Kuhn Jens H, Radoshitzky Sheli R, Guth Alexander C, Warfield Kelly L, Li Wenhui, Vincent Martin J, Towner Jonathan S, Nichol Stuart T, Bavari Sina, Choe Hyeryun, Aman M Javad, Farzan Michael
Department of Microbiology and Molecular Genetics, Harvard Medical School, New England Primate Research Center, Southborough, Massachusetts 01772, USA.
J Biol Chem. 2006 Jun 9;281(23):15951-8. doi: 10.1074/jbc.M601796200. Epub 2006 Apr 4.
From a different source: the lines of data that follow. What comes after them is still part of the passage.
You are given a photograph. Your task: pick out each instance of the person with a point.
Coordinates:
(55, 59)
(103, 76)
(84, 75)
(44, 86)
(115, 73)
The GP(1,2) envelope glycoproteins (GP) of filoviruses (marburg- and ebolaviruses) mediate cell-surface attachment, membrane fusion, and entry into permissive cells. Here we show that a 151-amino acid fragment of the Lake Victoria marburgvirus GP1 subunit bound filovirus-permissive cell lines more efficiently than full-length GP1. An homologous 148-amino acid fragment of the Zaire ebolavirus GP1 subunit similarly bound the same cell lines more efficiently than a series of longer GP1 truncation variants. Neither the marburgvirus GP1 fragment nor that of ebolavirus bound a nonpermissive lymphocyte cell line. Both fragments specifically inhibited replication of infectious Zaire ebolavirus, as well as entry of retroviruses pseudotyped with either Lake Victoria marburgvirus or Zaire ebolavirus GP(1,2). These studies identify the receptor-binding domains of both viruses, indicate that these viruses utilize a common receptor, and suggest that a single small molecule or vaccine can be developed to inhibit infection of all filoviruses.
丝状病毒(马尔堡病毒和埃博拉病毒)的糖蛋白(GP)包膜糖蛋白(GP)介导细胞表面附着、膜融合以及进入易感细胞。我们在此表明,维多利亚湖马尔堡病毒GP1亚基的一个151个氨基酸的片段比全长GP1更有效地结合丝状病毒易感细胞系。扎伊尔埃博拉病毒GP1亚基的一个同源148个氨基酸的片段同样比一系列更长的GP1截短变体更有效地结合相同的细胞系。马尔堡病毒GP1片段和埃博拉病毒的片段均不结合非易感淋巴细胞系。这两个片段均特异性抑制感染性扎伊尔埃博拉病毒的复制,以及抑制用维多利亚湖马尔堡病毒或扎伊尔埃博拉病毒GP(1,2)假型化的逆转录病毒进入细胞。这些研究确定了两种病毒的受体结合结构域,表明这些病毒利用共同的受体,并提示可以开发单一小分子或疫苗来抑制所有丝状病毒的感染。